The CMA said this week that it had blocked JD Sport’s acquisition of Footasylum because it believed that would leave shoppers worse off in a less competitive market. It also said it did not believe that the coronavirus would remove those competition concerns, but it said JD Sports should have time to sell Footasylum in a disrupted market. It cited a study suggesting that many of the two retail brands’ customers said they would turn first to the other brand if they were not able to shop at their preferred brand.
Kip Meek, chair of the CMA inquiry group, said: “This deal would mean the removal of a direct competitor from the market, leaving customers worse off. Based on the evidence we have seen,
blocking the deal is the only way to ensure they are protected.
“This decision comes at a very difficult time for retailers and we have been careful to consider the effects of coronavirus.

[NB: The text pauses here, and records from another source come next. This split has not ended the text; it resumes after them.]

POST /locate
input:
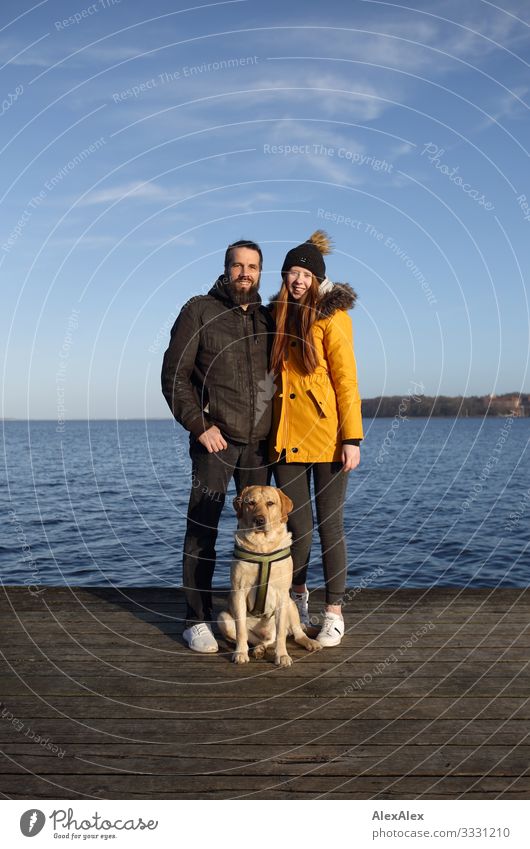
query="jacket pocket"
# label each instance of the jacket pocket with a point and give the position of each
(319, 403)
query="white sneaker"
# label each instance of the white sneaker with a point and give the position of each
(200, 638)
(332, 630)
(302, 600)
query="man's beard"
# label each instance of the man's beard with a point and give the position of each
(247, 296)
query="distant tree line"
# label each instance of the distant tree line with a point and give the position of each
(388, 406)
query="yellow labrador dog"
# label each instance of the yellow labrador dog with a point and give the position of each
(260, 609)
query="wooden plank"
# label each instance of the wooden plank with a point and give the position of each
(25, 653)
(452, 707)
(294, 731)
(171, 787)
(277, 760)
(85, 706)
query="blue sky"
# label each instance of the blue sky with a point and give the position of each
(139, 139)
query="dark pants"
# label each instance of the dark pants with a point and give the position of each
(211, 474)
(330, 489)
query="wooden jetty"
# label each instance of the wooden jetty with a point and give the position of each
(428, 697)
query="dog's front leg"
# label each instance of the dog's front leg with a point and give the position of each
(282, 658)
(239, 602)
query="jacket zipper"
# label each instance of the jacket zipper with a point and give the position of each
(250, 374)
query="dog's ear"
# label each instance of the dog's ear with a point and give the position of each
(238, 502)
(286, 504)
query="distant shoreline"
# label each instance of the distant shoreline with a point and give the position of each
(509, 405)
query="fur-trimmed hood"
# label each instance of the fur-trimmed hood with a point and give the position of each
(340, 297)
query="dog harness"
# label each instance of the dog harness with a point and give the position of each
(265, 561)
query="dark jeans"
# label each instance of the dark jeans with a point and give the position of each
(211, 474)
(330, 489)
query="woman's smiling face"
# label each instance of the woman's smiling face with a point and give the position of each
(298, 281)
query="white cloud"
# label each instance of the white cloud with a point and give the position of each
(128, 191)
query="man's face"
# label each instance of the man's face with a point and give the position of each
(243, 274)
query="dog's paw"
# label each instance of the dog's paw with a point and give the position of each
(240, 657)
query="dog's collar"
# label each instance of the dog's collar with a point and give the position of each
(264, 561)
(241, 553)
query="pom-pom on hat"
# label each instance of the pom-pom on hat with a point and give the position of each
(310, 255)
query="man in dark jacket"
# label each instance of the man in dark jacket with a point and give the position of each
(216, 381)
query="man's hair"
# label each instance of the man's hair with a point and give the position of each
(243, 243)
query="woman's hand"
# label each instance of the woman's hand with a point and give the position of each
(351, 457)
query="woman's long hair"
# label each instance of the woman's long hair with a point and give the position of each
(294, 320)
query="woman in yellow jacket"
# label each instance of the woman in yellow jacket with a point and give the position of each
(317, 425)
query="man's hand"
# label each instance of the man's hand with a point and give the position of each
(351, 457)
(213, 440)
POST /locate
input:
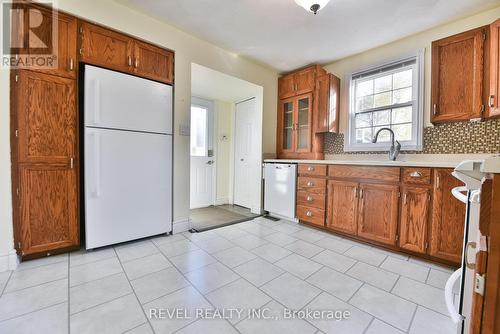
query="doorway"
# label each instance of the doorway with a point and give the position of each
(202, 154)
(225, 148)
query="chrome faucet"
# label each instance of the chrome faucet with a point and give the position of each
(394, 149)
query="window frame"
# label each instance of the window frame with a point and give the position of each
(416, 144)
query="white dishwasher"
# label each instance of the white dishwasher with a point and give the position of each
(279, 189)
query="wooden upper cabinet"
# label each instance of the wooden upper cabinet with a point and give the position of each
(153, 62)
(286, 86)
(304, 80)
(342, 207)
(298, 83)
(104, 47)
(458, 77)
(494, 71)
(326, 103)
(415, 203)
(66, 30)
(48, 208)
(46, 113)
(447, 218)
(378, 212)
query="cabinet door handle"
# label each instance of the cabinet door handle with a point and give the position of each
(470, 265)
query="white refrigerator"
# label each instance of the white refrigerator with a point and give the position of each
(127, 157)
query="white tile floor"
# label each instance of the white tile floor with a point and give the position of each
(256, 264)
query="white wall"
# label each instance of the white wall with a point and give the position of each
(224, 124)
(401, 48)
(188, 49)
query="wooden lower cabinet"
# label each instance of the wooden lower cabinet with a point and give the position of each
(447, 218)
(378, 212)
(415, 204)
(48, 208)
(342, 206)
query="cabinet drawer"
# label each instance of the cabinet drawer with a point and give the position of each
(388, 174)
(311, 215)
(315, 200)
(417, 175)
(312, 169)
(312, 185)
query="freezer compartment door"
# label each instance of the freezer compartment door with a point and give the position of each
(128, 186)
(121, 101)
(280, 189)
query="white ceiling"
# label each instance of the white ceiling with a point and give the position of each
(214, 85)
(284, 36)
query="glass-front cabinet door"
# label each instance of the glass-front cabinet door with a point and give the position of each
(303, 123)
(287, 108)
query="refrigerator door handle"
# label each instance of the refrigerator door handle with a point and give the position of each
(96, 96)
(448, 296)
(96, 189)
(458, 193)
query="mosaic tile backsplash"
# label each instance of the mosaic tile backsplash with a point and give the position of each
(449, 138)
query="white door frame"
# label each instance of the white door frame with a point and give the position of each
(255, 207)
(209, 104)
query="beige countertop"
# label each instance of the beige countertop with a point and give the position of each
(404, 160)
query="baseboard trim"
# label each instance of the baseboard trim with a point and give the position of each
(221, 201)
(9, 261)
(181, 225)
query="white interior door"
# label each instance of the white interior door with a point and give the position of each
(202, 157)
(246, 159)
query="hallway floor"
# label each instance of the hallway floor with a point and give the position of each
(258, 264)
(221, 215)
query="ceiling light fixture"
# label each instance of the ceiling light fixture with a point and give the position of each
(312, 5)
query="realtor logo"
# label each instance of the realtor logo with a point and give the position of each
(29, 36)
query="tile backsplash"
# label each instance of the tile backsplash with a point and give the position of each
(449, 138)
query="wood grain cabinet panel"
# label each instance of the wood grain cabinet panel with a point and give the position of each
(103, 47)
(342, 206)
(46, 112)
(494, 70)
(311, 215)
(286, 86)
(49, 208)
(66, 60)
(378, 212)
(327, 103)
(415, 203)
(457, 76)
(448, 216)
(153, 62)
(304, 80)
(312, 169)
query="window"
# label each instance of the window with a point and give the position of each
(388, 96)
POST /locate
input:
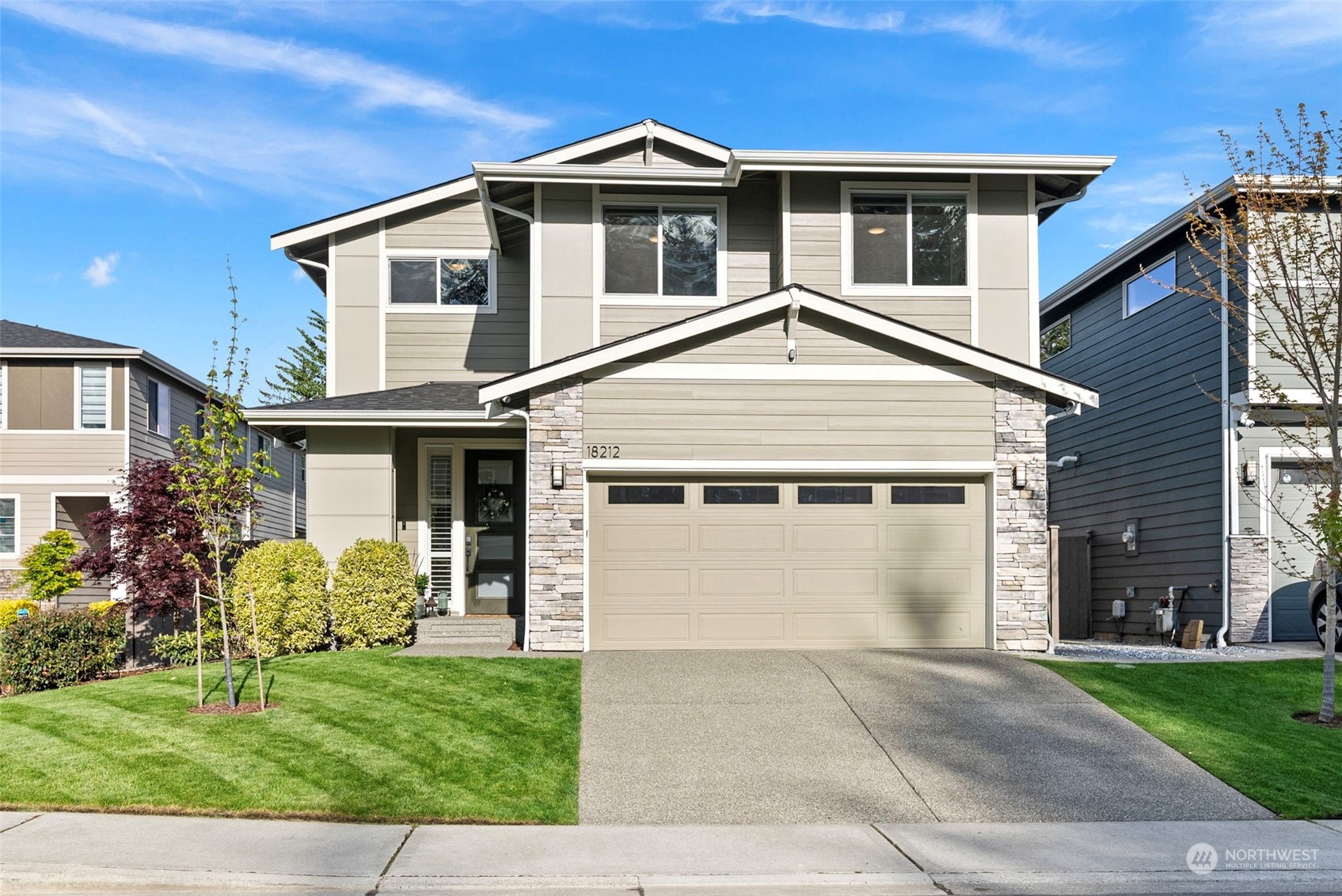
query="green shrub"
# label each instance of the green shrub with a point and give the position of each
(374, 594)
(44, 568)
(10, 610)
(289, 579)
(59, 648)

However, we need to make sure we think about the impact of this merger on shoppers, both now and in the foreseeable future and we do not see the effects of the current crisis changing the competitive dynamics in a way that diminishes the substantial lessening of competition which we need to remedy.

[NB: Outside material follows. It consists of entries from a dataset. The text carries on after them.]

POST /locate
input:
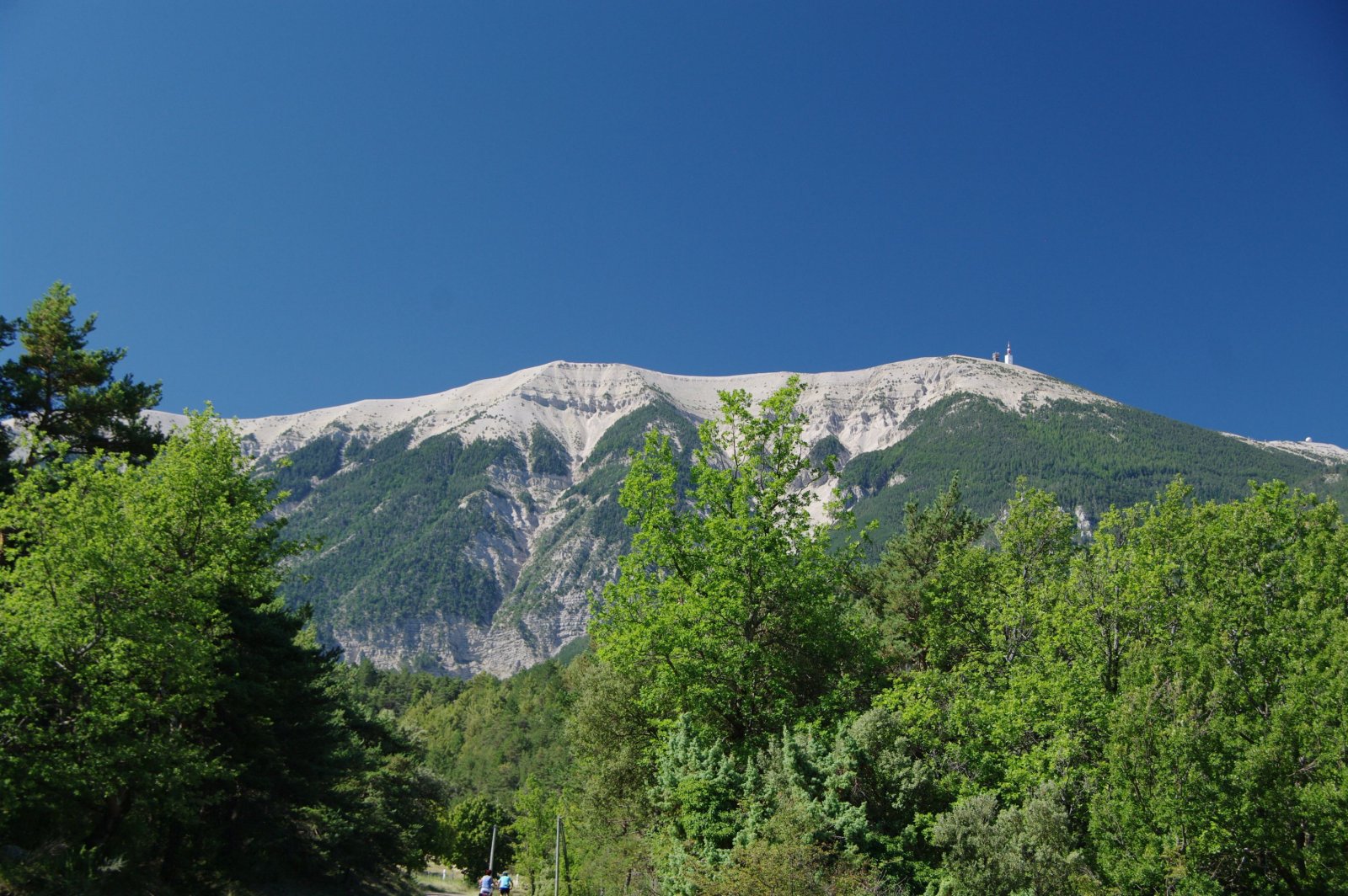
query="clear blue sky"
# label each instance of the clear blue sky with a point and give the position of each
(286, 205)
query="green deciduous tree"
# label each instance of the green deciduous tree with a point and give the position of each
(163, 723)
(732, 606)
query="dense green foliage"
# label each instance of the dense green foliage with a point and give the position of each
(1089, 456)
(64, 395)
(163, 723)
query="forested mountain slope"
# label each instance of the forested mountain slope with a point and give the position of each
(463, 531)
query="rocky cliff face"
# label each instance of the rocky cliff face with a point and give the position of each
(465, 531)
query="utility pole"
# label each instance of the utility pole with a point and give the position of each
(557, 859)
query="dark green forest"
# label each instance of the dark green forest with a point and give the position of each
(981, 697)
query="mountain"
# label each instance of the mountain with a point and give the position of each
(463, 531)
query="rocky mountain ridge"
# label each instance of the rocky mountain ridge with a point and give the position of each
(464, 531)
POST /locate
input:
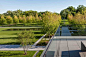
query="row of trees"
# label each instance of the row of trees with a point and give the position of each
(14, 17)
(72, 10)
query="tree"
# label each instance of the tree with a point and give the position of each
(80, 9)
(24, 19)
(9, 19)
(50, 23)
(26, 38)
(16, 20)
(3, 20)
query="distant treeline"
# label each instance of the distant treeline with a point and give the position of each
(75, 16)
(19, 16)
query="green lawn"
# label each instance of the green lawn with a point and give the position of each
(10, 37)
(39, 54)
(16, 54)
(43, 42)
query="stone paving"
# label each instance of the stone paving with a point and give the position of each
(66, 46)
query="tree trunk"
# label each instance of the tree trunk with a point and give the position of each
(49, 35)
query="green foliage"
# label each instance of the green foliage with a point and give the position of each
(9, 19)
(70, 10)
(50, 22)
(16, 20)
(16, 54)
(3, 20)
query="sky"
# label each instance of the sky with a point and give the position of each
(39, 5)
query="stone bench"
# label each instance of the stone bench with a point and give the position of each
(83, 45)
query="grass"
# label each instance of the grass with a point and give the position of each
(39, 54)
(10, 37)
(38, 24)
(16, 54)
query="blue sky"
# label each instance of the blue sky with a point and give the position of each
(39, 5)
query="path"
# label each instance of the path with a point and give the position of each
(65, 46)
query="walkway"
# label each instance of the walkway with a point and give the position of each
(17, 47)
(65, 31)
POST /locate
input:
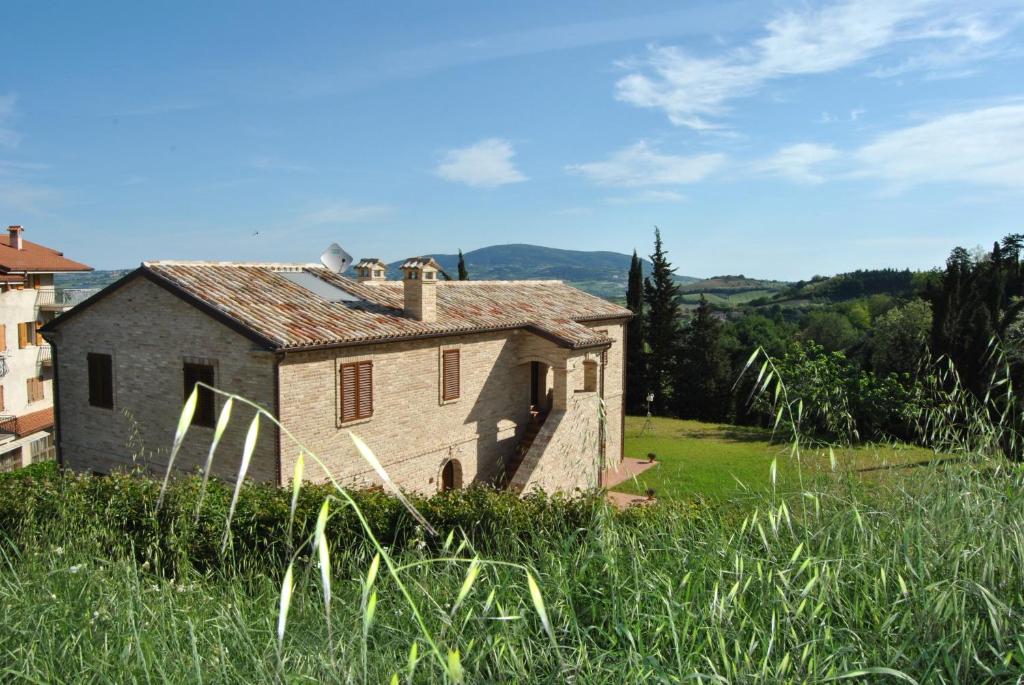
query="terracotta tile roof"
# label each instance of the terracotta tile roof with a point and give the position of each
(287, 315)
(35, 257)
(420, 262)
(27, 424)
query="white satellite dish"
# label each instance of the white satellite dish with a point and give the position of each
(336, 259)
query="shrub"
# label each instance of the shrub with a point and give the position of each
(120, 511)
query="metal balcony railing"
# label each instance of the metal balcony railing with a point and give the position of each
(8, 424)
(50, 299)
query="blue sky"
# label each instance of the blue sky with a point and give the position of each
(773, 139)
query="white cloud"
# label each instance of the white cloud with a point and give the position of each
(984, 146)
(800, 163)
(640, 165)
(345, 212)
(485, 164)
(694, 91)
(8, 137)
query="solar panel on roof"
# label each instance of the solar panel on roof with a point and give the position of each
(318, 287)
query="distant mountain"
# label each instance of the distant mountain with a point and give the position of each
(862, 283)
(89, 280)
(730, 291)
(602, 273)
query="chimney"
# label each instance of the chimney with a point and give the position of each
(371, 269)
(420, 285)
(14, 240)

“We never take decisions to block mergers lightly, but in this case the evidence has shown it is necessary for JD Sports to sell Footasylum, so that they can continue to compete against each other as independent businesses.”
JD Sports’ Cowgill said: ”When the CMA published its provisional findings in February, we said at the time that they demonstrated a complete misunderstanding of our market to an alarming extent,” said Cowgill. “Today, and equally frustratingly, in the midst of a global pandemic and with the UK high street in a state of complete lockdown, the CMA’s final decision is even more absurd.

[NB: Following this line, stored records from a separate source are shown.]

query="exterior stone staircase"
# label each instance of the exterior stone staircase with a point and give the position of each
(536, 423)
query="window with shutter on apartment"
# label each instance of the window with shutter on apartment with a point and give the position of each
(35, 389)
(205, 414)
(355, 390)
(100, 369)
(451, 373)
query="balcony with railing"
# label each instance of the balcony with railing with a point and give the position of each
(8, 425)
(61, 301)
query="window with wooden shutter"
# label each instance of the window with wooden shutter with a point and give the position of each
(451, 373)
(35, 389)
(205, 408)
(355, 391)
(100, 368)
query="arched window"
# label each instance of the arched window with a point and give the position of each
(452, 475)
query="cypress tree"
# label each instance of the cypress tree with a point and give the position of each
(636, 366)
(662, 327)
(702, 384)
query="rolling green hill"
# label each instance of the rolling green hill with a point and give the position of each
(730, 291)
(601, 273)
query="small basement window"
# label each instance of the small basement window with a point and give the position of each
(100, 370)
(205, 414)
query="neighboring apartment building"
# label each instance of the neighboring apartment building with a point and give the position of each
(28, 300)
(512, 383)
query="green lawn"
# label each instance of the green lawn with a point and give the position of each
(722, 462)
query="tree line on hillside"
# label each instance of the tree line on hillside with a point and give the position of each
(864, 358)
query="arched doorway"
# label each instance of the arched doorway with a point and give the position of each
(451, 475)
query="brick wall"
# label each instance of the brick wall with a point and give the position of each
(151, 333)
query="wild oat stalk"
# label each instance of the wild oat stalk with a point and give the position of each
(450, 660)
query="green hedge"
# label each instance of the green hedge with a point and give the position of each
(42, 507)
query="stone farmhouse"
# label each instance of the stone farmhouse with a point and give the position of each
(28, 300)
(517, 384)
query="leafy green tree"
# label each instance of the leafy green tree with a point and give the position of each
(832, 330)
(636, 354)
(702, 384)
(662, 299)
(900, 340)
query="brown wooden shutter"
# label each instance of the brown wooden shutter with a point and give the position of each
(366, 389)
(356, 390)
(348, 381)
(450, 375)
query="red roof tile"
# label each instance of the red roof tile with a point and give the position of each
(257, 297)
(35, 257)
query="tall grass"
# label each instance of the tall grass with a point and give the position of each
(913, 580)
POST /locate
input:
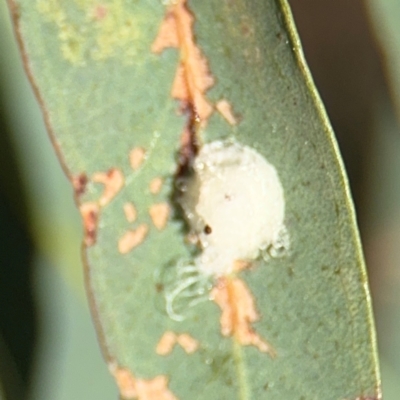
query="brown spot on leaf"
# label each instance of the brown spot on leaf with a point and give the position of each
(238, 313)
(113, 181)
(141, 389)
(155, 185)
(132, 239)
(130, 212)
(169, 339)
(136, 157)
(159, 214)
(167, 35)
(192, 78)
(90, 214)
(79, 183)
(225, 110)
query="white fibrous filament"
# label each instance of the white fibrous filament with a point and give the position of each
(234, 203)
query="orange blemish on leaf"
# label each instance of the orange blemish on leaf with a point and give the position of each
(141, 389)
(193, 77)
(169, 339)
(188, 343)
(238, 313)
(225, 109)
(132, 239)
(90, 214)
(130, 212)
(159, 214)
(99, 12)
(155, 185)
(113, 181)
(136, 157)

“Since the CMA launched its review 12 months ago, the competitive landscape in which we operate has changed beyond recognition. Further, since the outbreak of Covid-19, competition has not lessened; it has become even more intense as the consumer transition to online has accelerated at a meteoric rate. We are astounded that the CMA has failed to recognise that this isn’t just a short-term blip, but rather a long-term societal and behavioural change in how consumers shop.”
Cowgill also suggested that the CMA had been “taken in by the self-serving testimony of one notoriously vocal competitor, who has made numerous public announcements confirming their ongoing investment in their elevation strategy and who has blatantly participated in the process for their own commercial interests rather than for the benefit of consumers.”